Metro: Last Light’s story is not one easily explained on paper (ironic considering the franchise started life as a novel) but the interactive nature of the videogame medium informs the player of that which went before and the present situation very quickly. You are a desperate man amongst many desperate men, and in order to save humanity you must bet your hands dirty, and not always in the way you’d hope. Liars, cheaters, cowards and thieves make up the masses of the metro system the human race now calls home, and those who you call your friends do not always see eye-to-eye.
The story of Metro: Last Light is delivered entirely through the first-person perspective.
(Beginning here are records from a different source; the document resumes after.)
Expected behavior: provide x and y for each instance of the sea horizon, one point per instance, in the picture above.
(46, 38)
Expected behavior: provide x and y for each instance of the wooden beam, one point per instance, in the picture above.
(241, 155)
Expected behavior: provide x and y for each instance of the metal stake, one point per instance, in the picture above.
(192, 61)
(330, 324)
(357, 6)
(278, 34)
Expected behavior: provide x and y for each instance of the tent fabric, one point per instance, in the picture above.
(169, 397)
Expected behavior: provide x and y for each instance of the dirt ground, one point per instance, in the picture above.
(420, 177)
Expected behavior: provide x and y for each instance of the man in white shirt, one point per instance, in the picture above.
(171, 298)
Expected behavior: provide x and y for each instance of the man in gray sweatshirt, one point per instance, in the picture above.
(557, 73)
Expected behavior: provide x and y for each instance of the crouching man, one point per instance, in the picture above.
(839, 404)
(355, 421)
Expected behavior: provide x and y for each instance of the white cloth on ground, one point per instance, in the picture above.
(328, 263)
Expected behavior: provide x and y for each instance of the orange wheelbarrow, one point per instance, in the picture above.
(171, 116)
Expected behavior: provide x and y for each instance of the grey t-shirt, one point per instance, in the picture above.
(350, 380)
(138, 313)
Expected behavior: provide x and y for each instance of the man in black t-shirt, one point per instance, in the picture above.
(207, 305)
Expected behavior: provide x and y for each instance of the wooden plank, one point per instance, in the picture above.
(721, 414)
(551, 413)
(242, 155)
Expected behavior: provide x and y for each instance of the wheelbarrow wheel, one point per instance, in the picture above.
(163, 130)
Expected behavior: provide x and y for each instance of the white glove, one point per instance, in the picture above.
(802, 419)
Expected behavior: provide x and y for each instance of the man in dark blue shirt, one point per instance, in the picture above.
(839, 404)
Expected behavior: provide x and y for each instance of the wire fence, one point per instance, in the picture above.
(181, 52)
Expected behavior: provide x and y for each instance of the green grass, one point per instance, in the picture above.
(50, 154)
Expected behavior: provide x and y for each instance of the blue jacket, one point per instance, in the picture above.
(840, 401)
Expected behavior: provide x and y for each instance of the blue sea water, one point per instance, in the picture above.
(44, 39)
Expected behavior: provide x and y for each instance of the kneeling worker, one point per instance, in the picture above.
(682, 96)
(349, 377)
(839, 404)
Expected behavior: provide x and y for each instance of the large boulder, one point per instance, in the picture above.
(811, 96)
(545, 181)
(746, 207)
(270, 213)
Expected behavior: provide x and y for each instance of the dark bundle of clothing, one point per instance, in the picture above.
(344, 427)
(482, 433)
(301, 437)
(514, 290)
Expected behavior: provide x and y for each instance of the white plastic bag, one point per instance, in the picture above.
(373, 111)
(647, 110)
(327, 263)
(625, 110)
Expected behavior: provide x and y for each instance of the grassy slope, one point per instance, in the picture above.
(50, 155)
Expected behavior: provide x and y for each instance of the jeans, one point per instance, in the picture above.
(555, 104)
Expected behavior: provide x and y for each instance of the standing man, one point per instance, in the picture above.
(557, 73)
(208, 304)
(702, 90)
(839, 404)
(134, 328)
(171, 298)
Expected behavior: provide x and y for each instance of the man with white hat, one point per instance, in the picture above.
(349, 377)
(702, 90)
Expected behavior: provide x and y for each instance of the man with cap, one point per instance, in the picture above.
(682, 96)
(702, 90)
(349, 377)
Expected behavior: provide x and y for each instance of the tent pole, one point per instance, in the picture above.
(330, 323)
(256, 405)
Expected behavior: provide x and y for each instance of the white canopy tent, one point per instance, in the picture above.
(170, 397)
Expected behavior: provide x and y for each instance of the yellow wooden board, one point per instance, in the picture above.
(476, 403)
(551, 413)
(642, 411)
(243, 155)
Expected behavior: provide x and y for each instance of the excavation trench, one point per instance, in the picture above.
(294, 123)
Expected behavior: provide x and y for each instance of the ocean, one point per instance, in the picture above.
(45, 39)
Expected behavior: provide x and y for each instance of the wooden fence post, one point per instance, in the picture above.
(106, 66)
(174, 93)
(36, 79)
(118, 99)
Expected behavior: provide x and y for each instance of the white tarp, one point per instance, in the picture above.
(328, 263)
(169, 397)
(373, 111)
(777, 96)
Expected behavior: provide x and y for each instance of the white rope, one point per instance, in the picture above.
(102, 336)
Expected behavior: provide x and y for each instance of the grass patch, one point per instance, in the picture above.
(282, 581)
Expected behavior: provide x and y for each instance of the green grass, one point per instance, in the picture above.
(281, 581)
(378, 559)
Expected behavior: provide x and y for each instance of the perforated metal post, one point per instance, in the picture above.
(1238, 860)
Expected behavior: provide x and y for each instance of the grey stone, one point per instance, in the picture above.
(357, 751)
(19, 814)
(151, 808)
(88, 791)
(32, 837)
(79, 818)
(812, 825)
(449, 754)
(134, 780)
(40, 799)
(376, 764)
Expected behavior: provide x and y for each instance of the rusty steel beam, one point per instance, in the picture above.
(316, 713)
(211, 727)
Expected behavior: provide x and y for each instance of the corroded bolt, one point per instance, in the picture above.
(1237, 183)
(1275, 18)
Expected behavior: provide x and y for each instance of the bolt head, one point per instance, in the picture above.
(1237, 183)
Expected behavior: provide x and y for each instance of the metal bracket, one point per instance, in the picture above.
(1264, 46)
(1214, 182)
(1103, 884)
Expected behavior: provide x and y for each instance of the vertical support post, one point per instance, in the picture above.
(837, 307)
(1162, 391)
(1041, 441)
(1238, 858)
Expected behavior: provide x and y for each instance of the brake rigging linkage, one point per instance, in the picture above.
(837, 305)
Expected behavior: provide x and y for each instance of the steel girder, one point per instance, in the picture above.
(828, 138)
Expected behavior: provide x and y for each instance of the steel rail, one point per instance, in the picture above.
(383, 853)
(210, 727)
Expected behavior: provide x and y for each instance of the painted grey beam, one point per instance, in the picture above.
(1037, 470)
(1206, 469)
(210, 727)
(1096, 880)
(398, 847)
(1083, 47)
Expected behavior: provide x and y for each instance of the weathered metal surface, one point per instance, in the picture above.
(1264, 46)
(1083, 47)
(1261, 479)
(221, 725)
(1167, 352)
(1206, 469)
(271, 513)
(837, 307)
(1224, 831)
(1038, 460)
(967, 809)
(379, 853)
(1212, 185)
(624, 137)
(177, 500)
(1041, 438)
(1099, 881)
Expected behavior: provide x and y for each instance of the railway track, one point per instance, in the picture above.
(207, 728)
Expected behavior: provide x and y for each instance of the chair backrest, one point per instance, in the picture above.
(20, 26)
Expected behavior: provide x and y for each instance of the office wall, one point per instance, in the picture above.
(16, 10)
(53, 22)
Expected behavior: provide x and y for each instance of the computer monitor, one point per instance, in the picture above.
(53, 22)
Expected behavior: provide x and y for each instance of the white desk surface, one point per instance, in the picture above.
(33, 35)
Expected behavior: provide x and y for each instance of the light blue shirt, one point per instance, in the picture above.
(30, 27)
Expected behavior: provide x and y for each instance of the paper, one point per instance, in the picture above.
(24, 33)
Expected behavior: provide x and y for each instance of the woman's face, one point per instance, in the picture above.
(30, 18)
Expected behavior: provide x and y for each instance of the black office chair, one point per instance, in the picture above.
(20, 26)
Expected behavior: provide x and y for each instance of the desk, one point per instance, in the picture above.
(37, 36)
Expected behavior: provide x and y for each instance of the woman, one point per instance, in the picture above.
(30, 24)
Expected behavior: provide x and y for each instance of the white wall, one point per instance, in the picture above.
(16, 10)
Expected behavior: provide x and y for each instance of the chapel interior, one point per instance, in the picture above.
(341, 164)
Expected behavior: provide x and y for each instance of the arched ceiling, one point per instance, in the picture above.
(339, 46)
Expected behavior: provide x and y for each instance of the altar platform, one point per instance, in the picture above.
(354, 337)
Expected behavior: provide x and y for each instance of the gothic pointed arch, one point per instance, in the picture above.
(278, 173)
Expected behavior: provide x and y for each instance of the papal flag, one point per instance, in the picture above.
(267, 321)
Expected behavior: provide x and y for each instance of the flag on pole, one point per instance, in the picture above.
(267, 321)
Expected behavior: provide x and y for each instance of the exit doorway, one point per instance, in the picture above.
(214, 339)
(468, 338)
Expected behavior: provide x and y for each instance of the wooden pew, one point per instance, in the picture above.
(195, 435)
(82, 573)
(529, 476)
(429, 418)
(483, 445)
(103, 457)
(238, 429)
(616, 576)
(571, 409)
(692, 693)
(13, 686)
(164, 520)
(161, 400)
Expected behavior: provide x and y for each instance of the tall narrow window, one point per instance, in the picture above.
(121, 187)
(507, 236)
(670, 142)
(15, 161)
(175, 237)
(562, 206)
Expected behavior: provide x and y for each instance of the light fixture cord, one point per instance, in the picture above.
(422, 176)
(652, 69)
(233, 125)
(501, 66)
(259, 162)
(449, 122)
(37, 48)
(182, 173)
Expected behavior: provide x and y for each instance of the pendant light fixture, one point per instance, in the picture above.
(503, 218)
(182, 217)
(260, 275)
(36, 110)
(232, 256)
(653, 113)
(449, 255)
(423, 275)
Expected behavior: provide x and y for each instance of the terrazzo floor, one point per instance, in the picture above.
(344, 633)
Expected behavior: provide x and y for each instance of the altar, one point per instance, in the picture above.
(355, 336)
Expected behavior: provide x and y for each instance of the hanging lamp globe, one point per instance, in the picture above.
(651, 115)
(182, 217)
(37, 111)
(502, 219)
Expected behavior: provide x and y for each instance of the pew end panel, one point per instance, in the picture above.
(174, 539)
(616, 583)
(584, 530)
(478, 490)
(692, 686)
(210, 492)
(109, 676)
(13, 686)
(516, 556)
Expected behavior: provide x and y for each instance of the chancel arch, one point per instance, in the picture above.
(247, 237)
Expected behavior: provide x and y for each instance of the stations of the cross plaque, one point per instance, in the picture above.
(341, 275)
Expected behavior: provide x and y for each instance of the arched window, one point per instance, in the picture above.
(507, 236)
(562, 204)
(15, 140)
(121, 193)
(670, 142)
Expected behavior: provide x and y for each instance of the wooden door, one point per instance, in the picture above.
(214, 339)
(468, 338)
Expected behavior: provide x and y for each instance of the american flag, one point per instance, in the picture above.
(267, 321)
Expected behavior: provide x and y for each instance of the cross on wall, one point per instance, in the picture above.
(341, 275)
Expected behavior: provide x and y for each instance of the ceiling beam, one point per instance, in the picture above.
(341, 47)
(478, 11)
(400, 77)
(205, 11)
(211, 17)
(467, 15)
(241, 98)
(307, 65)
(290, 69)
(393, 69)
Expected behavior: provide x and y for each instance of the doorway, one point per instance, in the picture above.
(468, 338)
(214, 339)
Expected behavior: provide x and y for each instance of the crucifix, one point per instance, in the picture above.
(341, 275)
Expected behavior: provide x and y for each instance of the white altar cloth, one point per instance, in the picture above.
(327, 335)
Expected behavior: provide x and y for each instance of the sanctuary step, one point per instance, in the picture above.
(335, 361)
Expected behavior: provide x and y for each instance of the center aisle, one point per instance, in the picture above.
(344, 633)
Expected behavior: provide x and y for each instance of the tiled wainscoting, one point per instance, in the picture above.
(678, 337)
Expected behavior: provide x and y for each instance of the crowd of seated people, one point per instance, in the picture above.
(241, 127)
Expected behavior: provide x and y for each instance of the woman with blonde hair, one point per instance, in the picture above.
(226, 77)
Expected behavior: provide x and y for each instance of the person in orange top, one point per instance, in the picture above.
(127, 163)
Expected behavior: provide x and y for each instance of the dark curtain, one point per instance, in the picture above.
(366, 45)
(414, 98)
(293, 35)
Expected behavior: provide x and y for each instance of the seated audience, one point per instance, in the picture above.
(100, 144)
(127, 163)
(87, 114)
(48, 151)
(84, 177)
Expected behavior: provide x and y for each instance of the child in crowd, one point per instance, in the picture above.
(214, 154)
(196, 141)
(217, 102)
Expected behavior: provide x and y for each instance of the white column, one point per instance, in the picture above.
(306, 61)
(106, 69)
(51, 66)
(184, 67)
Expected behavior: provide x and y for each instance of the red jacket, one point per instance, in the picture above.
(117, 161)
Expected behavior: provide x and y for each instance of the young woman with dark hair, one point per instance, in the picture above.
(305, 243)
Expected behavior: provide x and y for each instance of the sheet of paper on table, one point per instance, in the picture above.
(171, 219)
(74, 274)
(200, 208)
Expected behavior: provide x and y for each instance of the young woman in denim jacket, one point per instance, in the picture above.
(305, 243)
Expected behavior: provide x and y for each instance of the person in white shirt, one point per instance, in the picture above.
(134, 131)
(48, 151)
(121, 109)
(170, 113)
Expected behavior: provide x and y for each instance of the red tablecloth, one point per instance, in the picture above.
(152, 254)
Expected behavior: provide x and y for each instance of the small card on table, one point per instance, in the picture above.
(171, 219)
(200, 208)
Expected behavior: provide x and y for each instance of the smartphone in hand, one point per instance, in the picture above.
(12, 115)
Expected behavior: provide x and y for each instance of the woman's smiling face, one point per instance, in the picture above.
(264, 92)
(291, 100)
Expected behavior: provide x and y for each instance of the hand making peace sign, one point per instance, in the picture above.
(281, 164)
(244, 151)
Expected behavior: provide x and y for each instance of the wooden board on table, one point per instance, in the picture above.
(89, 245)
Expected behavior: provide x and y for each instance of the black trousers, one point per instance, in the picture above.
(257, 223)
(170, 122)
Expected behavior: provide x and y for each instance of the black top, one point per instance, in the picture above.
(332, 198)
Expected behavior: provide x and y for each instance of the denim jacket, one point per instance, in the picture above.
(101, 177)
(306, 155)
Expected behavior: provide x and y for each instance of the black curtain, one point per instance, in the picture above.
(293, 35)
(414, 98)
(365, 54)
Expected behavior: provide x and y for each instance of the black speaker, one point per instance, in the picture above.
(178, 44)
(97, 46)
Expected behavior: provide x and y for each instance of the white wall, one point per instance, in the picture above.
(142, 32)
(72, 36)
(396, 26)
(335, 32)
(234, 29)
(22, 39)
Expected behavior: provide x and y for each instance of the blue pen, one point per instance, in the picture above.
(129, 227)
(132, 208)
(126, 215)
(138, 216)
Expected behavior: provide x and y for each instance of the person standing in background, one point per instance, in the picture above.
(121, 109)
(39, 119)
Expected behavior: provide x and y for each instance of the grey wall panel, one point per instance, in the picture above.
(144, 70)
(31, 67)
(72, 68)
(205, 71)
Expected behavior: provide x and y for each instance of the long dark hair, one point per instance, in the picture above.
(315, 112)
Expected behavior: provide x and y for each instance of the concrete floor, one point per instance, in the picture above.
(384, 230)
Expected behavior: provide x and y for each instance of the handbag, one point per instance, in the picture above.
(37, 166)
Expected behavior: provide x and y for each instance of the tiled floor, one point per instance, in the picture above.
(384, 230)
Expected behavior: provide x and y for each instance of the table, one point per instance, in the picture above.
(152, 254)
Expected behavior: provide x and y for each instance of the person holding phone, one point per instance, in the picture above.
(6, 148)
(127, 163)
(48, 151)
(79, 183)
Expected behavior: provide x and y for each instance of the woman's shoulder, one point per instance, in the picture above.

There are occasional cut-scenes, but rather than a virtual out-of-body experience Metro: Last Light simple wrestles control away from the players for a few moments to ensure that they are in the right path. It’s a simple technique, and one which has clearly been learnt from the forerunners of the story lead FPS genre.
In its pacing and the variety of its set-pieces Metro: Last Light is clearly from the Half-Life school of design. Breaking the experience into its different components reveals a videogame that was made in a simple combat-story-combat structure, but it’s the duration of each of these sequences that earns Metro: Last Light its greatest acclaim. Never once outstaying its welcome, the stealth based combat against human enemies forces the player to think before they act but never punishes them unfairly if they fail to do so. Taking a leaf out of Perfect Dark‘s book, stealth is advisable and easy to execute if you have the patience, though the skilled and nimble fingered are welcome to simply wade into battle hammering that R trigger.
Combat against the mutants is arguably weaker, but still enjoyable for the most part. A large variety of enemy types makes the player switch between tactics regularly, and only a handful of times does Metro: Last Light dare to throw the kill-all-enemies mechanic at the player, and even then only once with the annoying wolf-type creatures pouncing about with abandon.
Metro: Last Light could be considered a fairly short experience, certainly not as lengthy as the titles which have inspired it, but aside from a couple of moments in which it relies on worn gameplay design every minute of the adventure is of a high standard. Metro Gaming has always held firm to the fact that four hours of magic is better than thirty spent on run of the mill gameplay, and Metro: Last Light sticks closer to the former. It won’t take more than a couple of days to complete, but it’s a ride that’s certainly worth taking.
Set to launch later this week, Metro: Last Light is a successor worthy of the original Metro 2033 and an experience that establishes the franchise as one of the pioneers of the FPS genre. There have been few titles that blend story with gameplay so well, and that Metro: Last Light is one of them earns it accreditation as one of the best titles of the year, if not the current-generation of consoles. If you’re an FPS gamer looking to break the trend, Metro: Last Light is a videogame that should rank highly on your list of ‘must play’ titles.